Autism Research: August 8, 2014 Week in Review

ResearchOxytocin in autism NOT guilty, Stanford study reveals but oxytocin may help individuals with autism read social cues

 A path breaking study from the prestigious Stanford University Medical Center has found that oxytocin is not responsible for autism. The study published this week in Proceedings of the National Academy of Sciences was led by author Antonio Hardan. The team of researchers studied 79 children having autism, 52 of their typical siblings and 62 other typical unrelated children. They found that autism and blood oxytocin levels were not linked directly. Amongst the children with autism, the researchers found that those with higher oxytocin levels had lesser social awkwardness compared to those with lower levels of this so-called ‘love hormone’. The researchers warned that brain oxytocin levels could be different in these kids and that wasn’t measured during their study. The finding could lead to better treatments in the future utilizing oxytocin in children diagnosed with autism.

Autism Daily Newscast reported this week, that a Japanese study published in the online journal Molecular Psychiatry found that small doses of oxytocin helped individuals with autism read social cues from characters in a movie. A brain scan also showed increased activity in the ventro medial prefrontal cortex region after the drug was administered.

Autism patients miss noticing they are imitated due to decreased brain segment activity

A study published by the researchers from the National Institutes of Natural Sciences has revealed that there is underfunctioning of a particular segment of the brain that is responsible for us noticing that we are being imitated. Thus, children with autism fail to notice someone imitating them, probably limiting their social communications. The study led by Japanese researchers Prof. Norihiro Sadato and his team was published this week in the journal Neuroscience Research. Typical people have heightened brain activity in brain’s Extrastriate body area (EBA) when people imitate them compared to people not imitating them.
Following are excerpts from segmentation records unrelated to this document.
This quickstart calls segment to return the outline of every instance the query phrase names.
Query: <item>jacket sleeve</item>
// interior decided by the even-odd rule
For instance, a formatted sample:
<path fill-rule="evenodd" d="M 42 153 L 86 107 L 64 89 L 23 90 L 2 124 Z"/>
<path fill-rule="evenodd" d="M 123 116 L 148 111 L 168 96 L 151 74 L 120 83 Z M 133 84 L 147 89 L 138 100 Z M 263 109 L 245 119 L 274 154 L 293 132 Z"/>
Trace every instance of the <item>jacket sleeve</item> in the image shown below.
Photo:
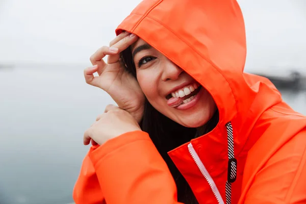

This activity pattern difference was found missing in subjects of the study having ASD suggesting dysfunction of the EBA.  More on this story can be read here on Autism Daily Newscast.

Behavior-focused treatments helpful for autism

Researchers from the Vanderbilt University Medical Center have found that therapies that are focused on behavior for children with ASD have greater benefits. The study reviewed published data regarding efficacy of intensive and early therapies that focused on development and behavior of children under the age 12. The team led by Zachary Warren found that intensive early therapies focusing on these 2 aspects led to better language skills as well as cognition. The researchers endorse early and rigorous interventions in the area that the child needs help with for better outcomes.

Scientists identify brain circuit possibly crucial to unraveling autism

Scientists from the Harvard University and the Max Planck Institute of Neurobiology have found that the insular cortex might be a crucial link to understanding disorders like autism, depression, addictions, etc. the study published this week was led by Nadine Gogolla from the German university and found that there were consistent aberrations in the processing of a brain’s area called the insular cortex in mice having autism. The balance between inhibition and excitation was found to be disrupted and has the potential to be pharmacologically modified. The integration of the various sensory modalities which is one of the chief functions of the insular cortex was found to be aberrant in mice having autism. The team used Diazepam or Valium as it is commonly called to study the effects of inhibition in the mice. The study could lead to complete shift in understanding and therapies for autism.